= Heavenly Discourse =

Essay collection by C.E.S Wood

Heavenly Discourse is a collection of satirical essays by Charles Erskine Scott Wood, published in 1927.

== Publication ==
Wood primarily wrote poetry and serious prose. However, Max Eastman and John Reed, co-editors of the radical magazine The Masses, (Note: Sources disagree on who the editor(s) of The Masses was or were, and it may have changed in time. Bingham & Barnes (1997) and Robbins, Frank & Ross (1983) both list Eastman and John Reed. Starr (2002) lists Eastman and Floyd Dell. The Wikipedia article for The Masses seems to indicate that it was just Eastman.) asked him to write something humorous for their periodical. The result was a short satirical attack on World War I named The Heavenly Dialogue, published in 1914. This became the first of a series of similar dialogues. Ten of these were published in The Masses. Following passage of the Espionage Act of 1917, The Masses was suppressed by the U. S. government on the grounds that it was detrimental to the war effort. Wood continued to write more discourses. After World War I, Max Eastman and others urged publication of the discourses in book form. In 1927, the Vanguard Press published a collection of forty-one of them under the title Heavenly Discourse.

== Content ==

The work is primarily a dialogue between Satan and God about contemporary issues. They are presented as friendly adversaries who are often in general agreement. God represents Wood's own perspective. A variety of other characters also join the conversation, including angels, Jesus, Buddha, the Czar of Russia, Billy Sunday, Socrates, John Pierpont Morgan, Teddy Roosevelt, Carrie Nation, Sappho, François Rabelais, Margaret Sanger, and Mark Twain.
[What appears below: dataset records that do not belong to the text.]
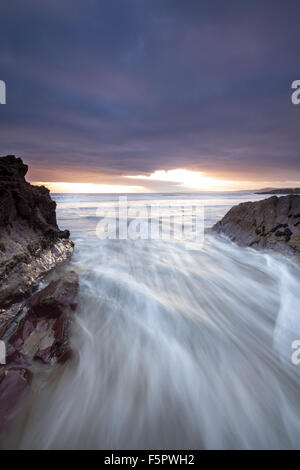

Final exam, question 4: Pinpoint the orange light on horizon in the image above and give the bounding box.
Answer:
[32,181,149,194]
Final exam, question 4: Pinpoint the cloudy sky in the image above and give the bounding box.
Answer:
[0,0,300,192]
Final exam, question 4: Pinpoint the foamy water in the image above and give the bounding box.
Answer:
[3,195,300,449]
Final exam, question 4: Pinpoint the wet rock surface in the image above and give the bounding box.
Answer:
[0,271,79,432]
[0,155,74,308]
[213,195,300,255]
[0,156,79,433]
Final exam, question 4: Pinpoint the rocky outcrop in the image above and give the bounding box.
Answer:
[0,271,79,432]
[213,195,300,255]
[0,155,73,309]
[0,156,78,432]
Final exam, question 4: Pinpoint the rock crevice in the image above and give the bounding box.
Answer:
[213,195,300,255]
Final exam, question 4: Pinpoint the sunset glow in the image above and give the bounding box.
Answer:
[33,182,147,194]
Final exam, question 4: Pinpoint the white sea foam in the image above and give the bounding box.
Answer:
[4,196,300,449]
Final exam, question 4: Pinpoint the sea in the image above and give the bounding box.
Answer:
[3,193,300,450]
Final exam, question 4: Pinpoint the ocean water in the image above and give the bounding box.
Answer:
[3,194,300,449]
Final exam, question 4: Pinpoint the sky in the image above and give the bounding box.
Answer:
[0,0,300,192]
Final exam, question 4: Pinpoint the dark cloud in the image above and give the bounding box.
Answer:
[0,0,300,181]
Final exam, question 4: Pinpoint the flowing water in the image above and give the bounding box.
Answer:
[4,195,300,449]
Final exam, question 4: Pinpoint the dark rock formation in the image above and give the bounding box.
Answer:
[0,155,73,309]
[213,195,300,255]
[0,156,78,432]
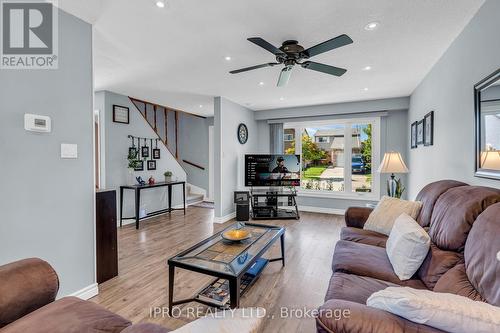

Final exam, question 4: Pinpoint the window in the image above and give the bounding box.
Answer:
[285,118,380,197]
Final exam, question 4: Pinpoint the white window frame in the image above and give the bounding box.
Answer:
[284,117,381,200]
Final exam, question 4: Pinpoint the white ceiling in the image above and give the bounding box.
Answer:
[60,0,484,115]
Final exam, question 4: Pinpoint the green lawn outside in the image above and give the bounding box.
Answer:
[303,166,327,178]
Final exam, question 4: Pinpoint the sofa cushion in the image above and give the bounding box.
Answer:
[332,240,426,288]
[429,186,500,251]
[340,227,387,247]
[417,242,463,290]
[366,287,500,333]
[415,180,467,227]
[122,323,170,333]
[316,300,443,333]
[464,204,500,306]
[2,297,131,333]
[363,196,422,236]
[386,213,431,280]
[434,264,485,302]
[325,272,397,304]
[0,258,59,328]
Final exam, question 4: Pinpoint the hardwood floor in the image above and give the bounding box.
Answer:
[92,207,344,333]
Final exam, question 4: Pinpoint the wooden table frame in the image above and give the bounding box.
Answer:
[168,223,285,313]
[120,181,186,229]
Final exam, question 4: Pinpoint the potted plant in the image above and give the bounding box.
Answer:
[163,171,172,182]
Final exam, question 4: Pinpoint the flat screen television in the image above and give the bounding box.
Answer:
[245,154,300,187]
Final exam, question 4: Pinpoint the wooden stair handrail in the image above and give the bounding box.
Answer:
[182,160,205,170]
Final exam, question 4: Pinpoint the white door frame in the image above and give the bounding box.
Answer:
[206,125,215,202]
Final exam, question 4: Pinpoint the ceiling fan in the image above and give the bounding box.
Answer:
[229,34,353,87]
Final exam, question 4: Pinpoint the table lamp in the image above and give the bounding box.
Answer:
[377,151,409,197]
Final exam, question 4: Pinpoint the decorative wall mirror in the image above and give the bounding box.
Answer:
[474,69,500,179]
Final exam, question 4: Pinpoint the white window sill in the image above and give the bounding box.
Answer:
[297,190,380,201]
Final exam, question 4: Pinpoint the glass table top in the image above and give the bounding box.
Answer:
[169,223,285,276]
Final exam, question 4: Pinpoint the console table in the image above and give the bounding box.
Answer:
[120,181,186,229]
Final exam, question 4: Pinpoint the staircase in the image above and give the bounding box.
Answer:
[129,96,206,205]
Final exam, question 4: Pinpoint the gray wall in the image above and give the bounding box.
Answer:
[214,97,260,217]
[0,11,95,296]
[407,0,500,198]
[179,113,214,194]
[95,91,186,217]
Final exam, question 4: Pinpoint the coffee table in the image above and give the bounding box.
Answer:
[168,223,285,313]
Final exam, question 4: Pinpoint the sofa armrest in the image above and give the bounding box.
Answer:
[316,299,443,333]
[0,258,59,328]
[345,207,373,229]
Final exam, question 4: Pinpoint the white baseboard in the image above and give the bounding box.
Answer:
[214,212,236,223]
[299,205,345,215]
[69,283,99,301]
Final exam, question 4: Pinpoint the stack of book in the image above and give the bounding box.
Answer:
[198,258,269,307]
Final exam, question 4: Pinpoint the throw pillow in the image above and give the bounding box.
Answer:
[385,213,431,281]
[366,287,500,333]
[363,196,422,236]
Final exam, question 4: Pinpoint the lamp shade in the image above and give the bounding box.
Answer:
[480,150,500,170]
[377,151,409,173]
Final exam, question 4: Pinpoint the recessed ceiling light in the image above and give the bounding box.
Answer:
[365,22,380,31]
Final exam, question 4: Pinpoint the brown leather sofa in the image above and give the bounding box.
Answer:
[0,258,168,333]
[316,180,500,333]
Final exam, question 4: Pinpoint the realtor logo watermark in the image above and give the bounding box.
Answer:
[0,0,58,69]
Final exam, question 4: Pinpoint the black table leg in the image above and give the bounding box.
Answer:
[229,278,240,309]
[135,188,141,229]
[120,187,123,228]
[168,185,172,214]
[280,233,285,267]
[182,183,186,215]
[168,265,175,316]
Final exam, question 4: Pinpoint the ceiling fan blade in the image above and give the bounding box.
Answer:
[248,37,286,56]
[277,66,293,87]
[300,61,347,76]
[229,62,278,74]
[302,35,353,58]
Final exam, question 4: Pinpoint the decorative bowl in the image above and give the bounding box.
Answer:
[221,229,252,242]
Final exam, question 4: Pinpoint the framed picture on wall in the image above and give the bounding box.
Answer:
[134,161,144,171]
[113,105,130,124]
[411,122,418,149]
[424,111,434,146]
[417,119,424,145]
[148,160,156,170]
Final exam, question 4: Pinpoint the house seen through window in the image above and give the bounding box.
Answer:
[284,120,378,194]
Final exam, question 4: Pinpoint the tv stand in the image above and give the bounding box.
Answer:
[250,188,300,220]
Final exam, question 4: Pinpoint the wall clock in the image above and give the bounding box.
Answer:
[238,123,248,145]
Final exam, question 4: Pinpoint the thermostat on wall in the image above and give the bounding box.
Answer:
[24,113,51,133]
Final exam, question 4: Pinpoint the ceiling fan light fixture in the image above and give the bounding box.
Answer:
[365,21,380,31]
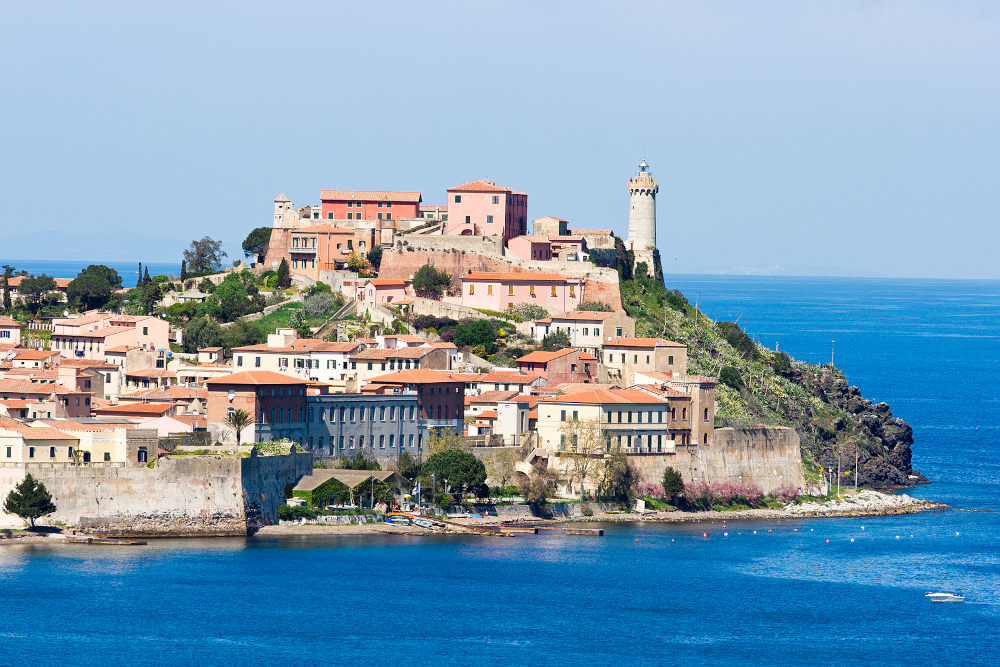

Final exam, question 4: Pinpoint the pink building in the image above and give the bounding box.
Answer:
[452,272,583,313]
[507,236,552,262]
[446,181,528,245]
[49,310,170,361]
[355,278,409,308]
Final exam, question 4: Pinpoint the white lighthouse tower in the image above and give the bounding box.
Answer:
[628,160,660,266]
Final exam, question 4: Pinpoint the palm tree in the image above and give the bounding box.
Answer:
[225,410,253,447]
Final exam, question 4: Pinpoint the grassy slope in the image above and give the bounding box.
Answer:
[621,278,912,486]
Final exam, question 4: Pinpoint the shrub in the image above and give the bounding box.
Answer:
[576,301,614,313]
[719,366,743,391]
[771,486,799,505]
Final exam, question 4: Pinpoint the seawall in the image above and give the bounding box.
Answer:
[0,452,312,536]
[629,426,805,493]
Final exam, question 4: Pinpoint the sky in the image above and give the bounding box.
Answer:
[0,0,1000,279]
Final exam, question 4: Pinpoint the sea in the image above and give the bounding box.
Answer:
[0,268,1000,667]
[0,259,181,287]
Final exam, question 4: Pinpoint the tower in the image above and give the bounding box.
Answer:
[628,160,660,260]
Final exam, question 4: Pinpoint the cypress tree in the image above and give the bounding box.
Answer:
[3,473,56,528]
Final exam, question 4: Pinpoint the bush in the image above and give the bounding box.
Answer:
[715,322,760,361]
[719,366,743,391]
[576,301,614,313]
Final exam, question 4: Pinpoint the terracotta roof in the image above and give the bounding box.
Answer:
[351,347,434,360]
[604,337,686,347]
[125,368,177,378]
[205,371,309,385]
[462,271,578,283]
[369,368,461,384]
[448,180,513,192]
[93,403,174,415]
[14,350,59,360]
[465,390,517,405]
[319,190,421,203]
[517,347,575,363]
[0,420,77,440]
[365,278,406,287]
[291,224,354,235]
[539,389,665,405]
[233,338,359,353]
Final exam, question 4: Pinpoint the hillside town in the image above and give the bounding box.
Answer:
[0,161,805,532]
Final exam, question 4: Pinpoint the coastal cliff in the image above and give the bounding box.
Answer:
[619,263,927,488]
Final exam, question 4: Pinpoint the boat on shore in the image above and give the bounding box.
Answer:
[924,593,965,602]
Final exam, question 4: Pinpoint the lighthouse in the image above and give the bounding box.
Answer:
[628,160,660,266]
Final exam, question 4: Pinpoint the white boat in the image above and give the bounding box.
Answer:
[924,593,965,602]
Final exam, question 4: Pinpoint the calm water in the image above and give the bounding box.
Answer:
[0,276,1000,666]
[0,259,181,287]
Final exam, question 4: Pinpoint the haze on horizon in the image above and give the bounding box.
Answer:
[0,0,1000,278]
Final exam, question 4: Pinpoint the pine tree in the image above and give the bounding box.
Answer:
[3,473,56,528]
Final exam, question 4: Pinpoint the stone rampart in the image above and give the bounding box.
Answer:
[0,453,312,536]
[629,426,805,493]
Politically radical, the essays ridicule war, prudishness, patriotism, bigotry and Christian theology. Instead, they promoted bohemianism, free love, pacifism, socialism, birth control, and women's rights. The satire of these essays mocks mainstream society and views it with skepticism. Titles of some of the discourses include Is God a Jew?, The United States Must Be Pure, and The Stupid Cannot Enter Heaven. Wood wrote Heavenly Discourse from the bourgeois radicalism of Greenwich Village of which he was a part.

In one of the essays, Billy Sunday meets God, Wood pokes at bourgeois morality by imagining Billy Sunday in Heaven, surprised and disappointed to find people he condemned there. Jesus responds to his complaints, and points out that he associated with drinkers and prostitutes.

Heavenly discourse is one of very few Western texts from this era to mention the angel Israfil of Arab folklore.

== Reception ==

Although Wood wrote extensively, this was his only work to reach a wide audience. The book had a substantial impact on Robert Paul Wolff and Todd Gitlin. Some American publications have called it a "classic". Kevin Starr wrote in 2002 that Heavenly Discourse now seems "pedestrian and heavy-handed" but affirms that it was daring in its time.